What happens when top researchers, designers and dreamers dare to reach beyond their bubble? You get the kind of impactful energy that’s happening at the Center for Design Innovation (CDI).
As disciplines such as health sciences, art, STEM, design and social justice come together, we get theater productions coupled with free health screenings, public art that showcases forgotten history, and science made alive and approachable through narrative. And it’s all happening alongside a state-of-the-art motion capture system that turns actors into avatars and a thriving headquarters for a coworking company where more than 100 innovators and entrepreneurs get down to business.
To say there’s a lot in motion at CDI is an understatement. A multi-campus research center founded to generate knowledge across creative, disciplinary and institutional boundaries, CDI is indeed making positive impact through cooperative design. Here are five things to know about it.
1. CDI is an excellent example of both critical and creative collaboration.
Established in 2005 as a joint venture of founding partners Winston-Salem State University, UNC School of the Arts and Forsyth Technical Community College, CDI now nurtures both natural and more novel collaborations that build on each institution’s strengths.
It’s this spirit and diversity of exploration that makes the center distinct, says Jim DeCristo, the interim director for CDI as well as UNCSA’s vice chancellor for economic development and chief of staff. “Today, we have many continuing and episodic collaborators from all the universities and many important organizations in Winston-Salem.
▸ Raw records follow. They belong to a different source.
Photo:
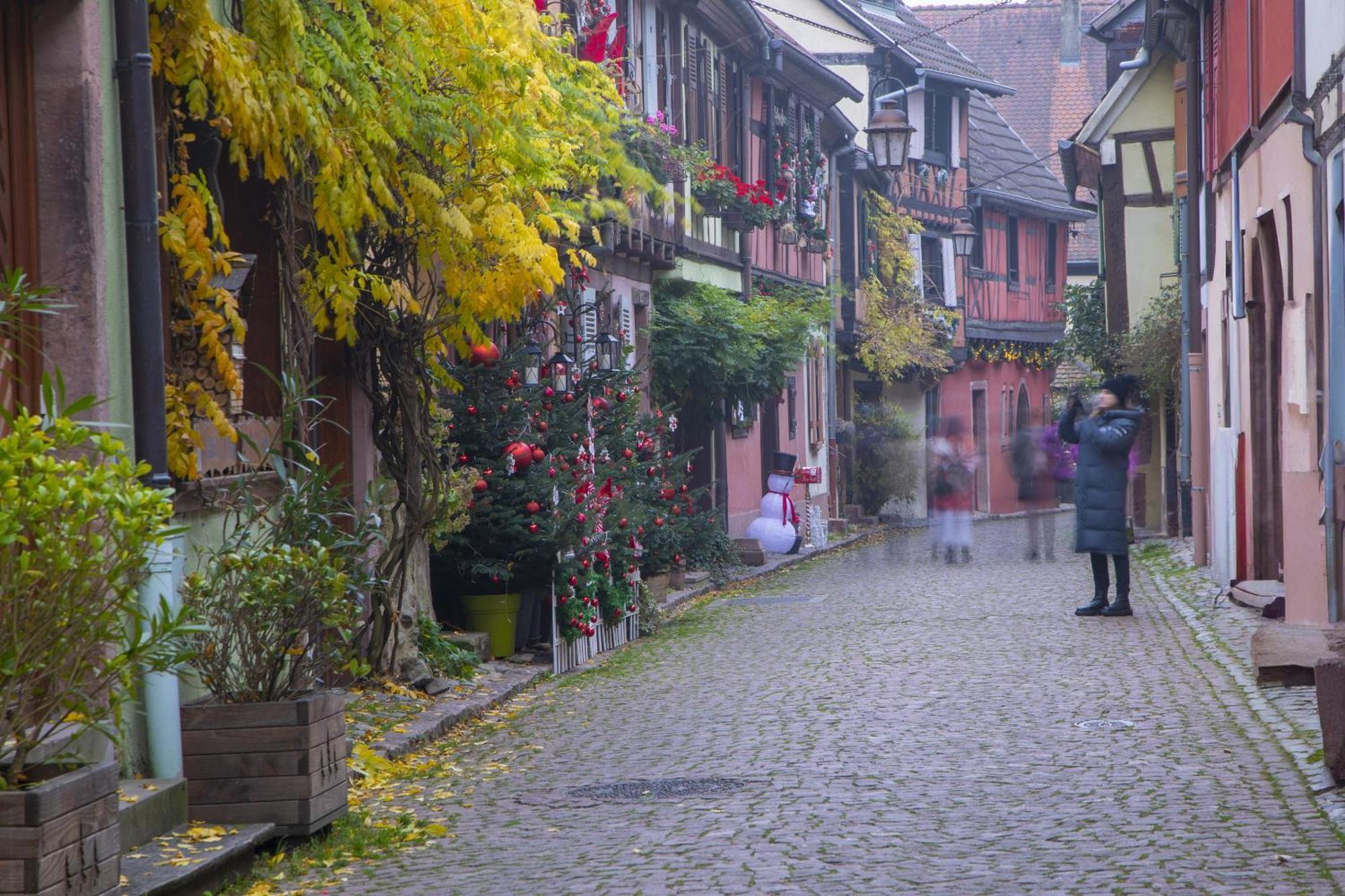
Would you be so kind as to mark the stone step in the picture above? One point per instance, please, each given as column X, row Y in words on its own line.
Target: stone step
column 1257, row 594
column 193, row 858
column 150, row 807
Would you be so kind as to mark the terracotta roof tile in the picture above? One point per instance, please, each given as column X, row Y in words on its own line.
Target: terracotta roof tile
column 915, row 37
column 1019, row 45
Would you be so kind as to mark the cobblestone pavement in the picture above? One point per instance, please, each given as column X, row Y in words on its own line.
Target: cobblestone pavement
column 911, row 728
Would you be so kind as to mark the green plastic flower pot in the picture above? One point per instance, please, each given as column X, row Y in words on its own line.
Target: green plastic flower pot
column 497, row 615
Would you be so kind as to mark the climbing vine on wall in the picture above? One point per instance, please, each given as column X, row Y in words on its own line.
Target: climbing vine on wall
column 900, row 337
column 412, row 132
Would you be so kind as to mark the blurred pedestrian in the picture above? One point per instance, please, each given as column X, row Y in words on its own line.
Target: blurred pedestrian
column 1032, row 471
column 953, row 459
column 1105, row 438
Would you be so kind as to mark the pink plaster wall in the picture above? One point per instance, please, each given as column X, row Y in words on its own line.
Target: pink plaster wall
column 956, row 400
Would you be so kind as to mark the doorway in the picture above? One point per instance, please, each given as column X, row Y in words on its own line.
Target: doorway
column 1265, row 317
column 980, row 427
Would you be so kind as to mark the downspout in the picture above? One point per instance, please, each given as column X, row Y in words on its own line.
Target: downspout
column 1196, row 407
column 139, row 171
column 1328, row 460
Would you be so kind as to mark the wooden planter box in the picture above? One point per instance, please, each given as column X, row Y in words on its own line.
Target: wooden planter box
column 63, row 836
column 254, row 763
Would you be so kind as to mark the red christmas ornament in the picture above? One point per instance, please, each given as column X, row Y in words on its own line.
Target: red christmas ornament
column 485, row 354
column 523, row 455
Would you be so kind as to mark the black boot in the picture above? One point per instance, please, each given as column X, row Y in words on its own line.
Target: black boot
column 1098, row 607
column 1120, row 607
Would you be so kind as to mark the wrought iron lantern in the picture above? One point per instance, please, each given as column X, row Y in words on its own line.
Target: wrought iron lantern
column 964, row 235
column 562, row 365
column 532, row 365
column 890, row 130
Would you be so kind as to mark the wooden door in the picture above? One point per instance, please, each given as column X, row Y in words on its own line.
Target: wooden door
column 980, row 427
column 1265, row 315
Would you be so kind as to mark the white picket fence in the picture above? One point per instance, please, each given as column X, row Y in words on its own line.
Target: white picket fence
column 567, row 657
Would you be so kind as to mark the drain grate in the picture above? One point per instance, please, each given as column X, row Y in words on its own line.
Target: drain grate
column 629, row 791
column 786, row 599
column 1105, row 724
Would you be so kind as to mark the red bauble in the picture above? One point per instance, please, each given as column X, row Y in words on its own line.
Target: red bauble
column 523, row 455
column 485, row 354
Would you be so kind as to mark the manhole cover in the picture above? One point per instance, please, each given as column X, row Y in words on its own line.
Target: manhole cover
column 665, row 788
column 1105, row 724
column 786, row 599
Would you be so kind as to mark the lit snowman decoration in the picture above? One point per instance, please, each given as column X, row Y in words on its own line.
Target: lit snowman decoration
column 775, row 528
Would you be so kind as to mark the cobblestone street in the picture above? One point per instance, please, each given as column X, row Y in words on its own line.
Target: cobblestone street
column 907, row 727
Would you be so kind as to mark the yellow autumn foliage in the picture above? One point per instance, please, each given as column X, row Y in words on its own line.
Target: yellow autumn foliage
column 442, row 136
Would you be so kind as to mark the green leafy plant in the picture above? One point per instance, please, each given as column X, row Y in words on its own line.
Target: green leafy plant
column 282, row 600
column 1086, row 329
column 443, row 657
column 712, row 348
column 75, row 536
column 887, row 455
column 900, row 337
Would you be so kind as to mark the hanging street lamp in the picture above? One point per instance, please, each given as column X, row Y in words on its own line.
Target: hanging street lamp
column 890, row 130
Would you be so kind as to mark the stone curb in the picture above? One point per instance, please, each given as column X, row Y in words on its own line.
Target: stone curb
column 443, row 716
column 1330, row 798
column 679, row 598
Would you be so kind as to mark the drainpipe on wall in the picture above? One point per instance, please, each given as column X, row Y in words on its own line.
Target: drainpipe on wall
column 1327, row 463
column 139, row 170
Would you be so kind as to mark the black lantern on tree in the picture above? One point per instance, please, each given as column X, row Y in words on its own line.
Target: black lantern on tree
column 562, row 365
column 964, row 235
column 890, row 130
column 532, row 365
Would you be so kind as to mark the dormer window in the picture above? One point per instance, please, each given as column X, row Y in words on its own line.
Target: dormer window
column 938, row 128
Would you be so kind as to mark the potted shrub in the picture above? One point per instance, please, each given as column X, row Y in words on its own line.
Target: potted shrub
column 280, row 604
column 75, row 534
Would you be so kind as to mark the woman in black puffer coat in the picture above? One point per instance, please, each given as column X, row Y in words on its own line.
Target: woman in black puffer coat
column 1105, row 438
We work together on a wide variety of projects spanning education, health and wellness, entrepreneurship, virtual reality, and design.” Programming ranges from workshops and seminars to interdisciplinary classes and sustained research projects.
2. It’s got great digs.
Modern, flat-roofed and marked with a beige checkerboard exterior, the distinctive CDI campus was the first facility to open in the south end of the Innovation Quarter. Accessible from the Long Branch Trail and featuring soaring windows with scenic city views, the adaptable 24,000-square-foot space is part laboratory, part classroom and part meeting area.
It also features a signature 60 x 60 x 60-foot experimental space dubbed The Cube, where UNCSA School of Filmmaking’s Media and Emerging Technology Lab (METL) has recently taken up residency. “In The Cube, there is a state-of-the-art motion capture system that allows us to capture the motion of an actor, apply the motion to a digital avatar and place that avatar in a virtual world while you watch,” DeCristo explains.
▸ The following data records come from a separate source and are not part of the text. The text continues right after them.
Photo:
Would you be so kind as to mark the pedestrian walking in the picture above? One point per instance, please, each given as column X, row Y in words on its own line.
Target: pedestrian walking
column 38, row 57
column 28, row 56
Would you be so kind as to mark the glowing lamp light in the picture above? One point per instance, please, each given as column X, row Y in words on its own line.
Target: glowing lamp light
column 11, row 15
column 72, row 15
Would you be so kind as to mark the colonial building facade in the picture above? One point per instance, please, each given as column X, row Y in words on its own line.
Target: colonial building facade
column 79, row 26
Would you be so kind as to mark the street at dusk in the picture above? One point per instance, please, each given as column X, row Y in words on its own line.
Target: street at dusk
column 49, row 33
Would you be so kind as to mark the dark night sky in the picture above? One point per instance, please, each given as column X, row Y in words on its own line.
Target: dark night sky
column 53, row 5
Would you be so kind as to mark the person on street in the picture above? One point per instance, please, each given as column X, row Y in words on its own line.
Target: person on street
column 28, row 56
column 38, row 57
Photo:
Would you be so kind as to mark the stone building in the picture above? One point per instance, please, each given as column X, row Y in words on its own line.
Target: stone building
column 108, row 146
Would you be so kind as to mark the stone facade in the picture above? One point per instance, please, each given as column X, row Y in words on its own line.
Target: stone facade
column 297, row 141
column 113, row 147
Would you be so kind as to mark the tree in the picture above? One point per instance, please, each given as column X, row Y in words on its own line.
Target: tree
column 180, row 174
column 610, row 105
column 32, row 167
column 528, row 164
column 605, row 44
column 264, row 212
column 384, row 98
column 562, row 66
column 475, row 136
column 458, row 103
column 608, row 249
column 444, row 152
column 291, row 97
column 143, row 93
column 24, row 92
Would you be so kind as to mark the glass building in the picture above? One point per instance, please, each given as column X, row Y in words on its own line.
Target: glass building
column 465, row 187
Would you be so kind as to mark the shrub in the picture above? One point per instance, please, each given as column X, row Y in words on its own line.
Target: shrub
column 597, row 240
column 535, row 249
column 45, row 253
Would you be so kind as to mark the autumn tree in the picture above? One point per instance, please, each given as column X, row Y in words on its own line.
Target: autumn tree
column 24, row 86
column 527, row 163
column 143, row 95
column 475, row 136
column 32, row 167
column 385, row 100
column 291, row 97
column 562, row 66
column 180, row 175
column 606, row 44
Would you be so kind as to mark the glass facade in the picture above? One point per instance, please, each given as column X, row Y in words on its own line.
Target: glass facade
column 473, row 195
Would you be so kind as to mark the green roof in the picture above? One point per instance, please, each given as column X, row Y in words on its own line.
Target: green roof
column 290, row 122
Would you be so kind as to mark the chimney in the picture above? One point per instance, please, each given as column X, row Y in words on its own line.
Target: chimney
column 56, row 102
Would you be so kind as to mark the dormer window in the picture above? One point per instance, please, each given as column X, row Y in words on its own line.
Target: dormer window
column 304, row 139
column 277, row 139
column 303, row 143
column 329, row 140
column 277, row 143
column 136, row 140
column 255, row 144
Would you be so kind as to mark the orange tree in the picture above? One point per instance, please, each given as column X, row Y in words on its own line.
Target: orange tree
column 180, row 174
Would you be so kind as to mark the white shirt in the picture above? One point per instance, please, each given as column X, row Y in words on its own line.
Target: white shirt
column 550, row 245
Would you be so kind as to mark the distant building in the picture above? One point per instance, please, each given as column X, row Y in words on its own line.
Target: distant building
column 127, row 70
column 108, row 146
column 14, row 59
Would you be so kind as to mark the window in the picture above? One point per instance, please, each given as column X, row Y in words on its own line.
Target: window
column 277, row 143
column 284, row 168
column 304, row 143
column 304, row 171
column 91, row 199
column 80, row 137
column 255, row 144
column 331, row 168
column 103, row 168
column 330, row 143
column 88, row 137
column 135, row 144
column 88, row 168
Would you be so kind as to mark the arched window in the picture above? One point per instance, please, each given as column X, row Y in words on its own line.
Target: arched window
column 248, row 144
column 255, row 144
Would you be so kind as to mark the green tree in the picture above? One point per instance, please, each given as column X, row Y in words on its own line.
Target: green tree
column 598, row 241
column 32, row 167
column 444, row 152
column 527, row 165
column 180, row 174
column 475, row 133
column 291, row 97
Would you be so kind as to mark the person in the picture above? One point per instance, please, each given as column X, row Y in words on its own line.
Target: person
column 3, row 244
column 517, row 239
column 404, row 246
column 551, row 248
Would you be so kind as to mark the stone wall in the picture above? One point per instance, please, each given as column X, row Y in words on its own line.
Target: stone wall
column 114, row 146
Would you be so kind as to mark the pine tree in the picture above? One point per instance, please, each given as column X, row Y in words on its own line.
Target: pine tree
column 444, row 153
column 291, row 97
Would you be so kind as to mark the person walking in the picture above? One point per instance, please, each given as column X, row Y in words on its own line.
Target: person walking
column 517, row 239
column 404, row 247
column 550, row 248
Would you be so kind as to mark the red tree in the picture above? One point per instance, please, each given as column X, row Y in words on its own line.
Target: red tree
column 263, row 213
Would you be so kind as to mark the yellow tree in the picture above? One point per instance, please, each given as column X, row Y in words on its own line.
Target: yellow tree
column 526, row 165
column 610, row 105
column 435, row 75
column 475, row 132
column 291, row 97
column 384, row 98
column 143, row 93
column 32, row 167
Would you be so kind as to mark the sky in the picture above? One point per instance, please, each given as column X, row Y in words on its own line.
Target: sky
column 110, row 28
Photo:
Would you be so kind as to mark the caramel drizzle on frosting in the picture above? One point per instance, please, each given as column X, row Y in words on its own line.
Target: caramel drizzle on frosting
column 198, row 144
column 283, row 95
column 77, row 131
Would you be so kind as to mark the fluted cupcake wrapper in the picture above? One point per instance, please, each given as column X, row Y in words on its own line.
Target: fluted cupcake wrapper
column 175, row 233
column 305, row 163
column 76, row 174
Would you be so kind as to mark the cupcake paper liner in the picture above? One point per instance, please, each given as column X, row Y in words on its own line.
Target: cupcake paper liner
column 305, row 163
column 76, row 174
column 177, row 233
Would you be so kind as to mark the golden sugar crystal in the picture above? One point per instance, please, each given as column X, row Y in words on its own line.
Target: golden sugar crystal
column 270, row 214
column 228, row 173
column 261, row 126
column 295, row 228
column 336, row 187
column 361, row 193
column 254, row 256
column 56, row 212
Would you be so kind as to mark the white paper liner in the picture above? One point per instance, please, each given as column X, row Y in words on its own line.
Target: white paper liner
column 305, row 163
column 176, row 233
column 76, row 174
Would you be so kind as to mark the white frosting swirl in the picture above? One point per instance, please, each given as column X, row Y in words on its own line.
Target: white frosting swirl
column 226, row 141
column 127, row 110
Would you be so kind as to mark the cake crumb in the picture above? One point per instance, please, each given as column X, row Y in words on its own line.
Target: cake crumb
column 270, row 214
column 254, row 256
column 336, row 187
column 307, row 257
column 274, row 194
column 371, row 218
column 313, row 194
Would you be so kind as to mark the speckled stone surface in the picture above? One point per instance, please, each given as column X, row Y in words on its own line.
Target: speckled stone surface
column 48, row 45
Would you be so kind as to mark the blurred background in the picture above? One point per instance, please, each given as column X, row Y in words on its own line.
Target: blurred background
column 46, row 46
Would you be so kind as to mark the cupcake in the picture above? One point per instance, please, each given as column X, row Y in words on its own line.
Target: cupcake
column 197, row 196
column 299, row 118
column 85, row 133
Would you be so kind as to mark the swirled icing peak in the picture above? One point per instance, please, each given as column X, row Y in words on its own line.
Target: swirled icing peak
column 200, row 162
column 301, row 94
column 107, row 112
3. CDI is home to four unique interdisciplinary design studios.
Under the CDI umbrella, four programs—called studios—merge shared interests with diverse skill sets to address challenges like equity, mobility, scientific literacy, education and environmental concerns.
- Information Design (infoDESIGN) Studio uses film, graphic arts, virtual and augmented reality, music, dance and animation to educate the public on the latest research.
- Health and Art Design (HeART) Studio merges health and arts to address total-body wellness across diverse communities.
- Spatial Justice Studio (SJS) explores solutions for creating and regenerating more equitable, functional and sustainable urban communities.
- And the Higher Education Design (HED) Studio fosters public knowledge and literacy through the high-impact process of research and design of performances, exhibitions, multimedia publications and more.
The studio directors—Nicholas Hristov, Melicia Whitt-Glover, Russell Smith and Betsy Towns, respectively—include a who’s who of visionary leadership.
4. CDI is also home to a hub of entrepreneurs.
In a merry merger of enterprise and innovation, Flywheel, a coworking space and entrepreneurial community, has been a CDI partner since moving into the building’s spacious second floor in January 2017.
Here, open and enclosed workspaces and meeting rooms are available for rent, while members can also enjoy other benefits like networking events and encouraging support staff.
5. You don’t have to be a student to engage with CDI.
Business, civic and education thought leaders agree: The Piedmont Triad’s future will be driven by the region’s Discovery Economy. By gathering this area’s bright minds and providing them with the tools to turn ideas into impact, these artists, designers, engineers and entrepreneurs can truly transform the state’s success.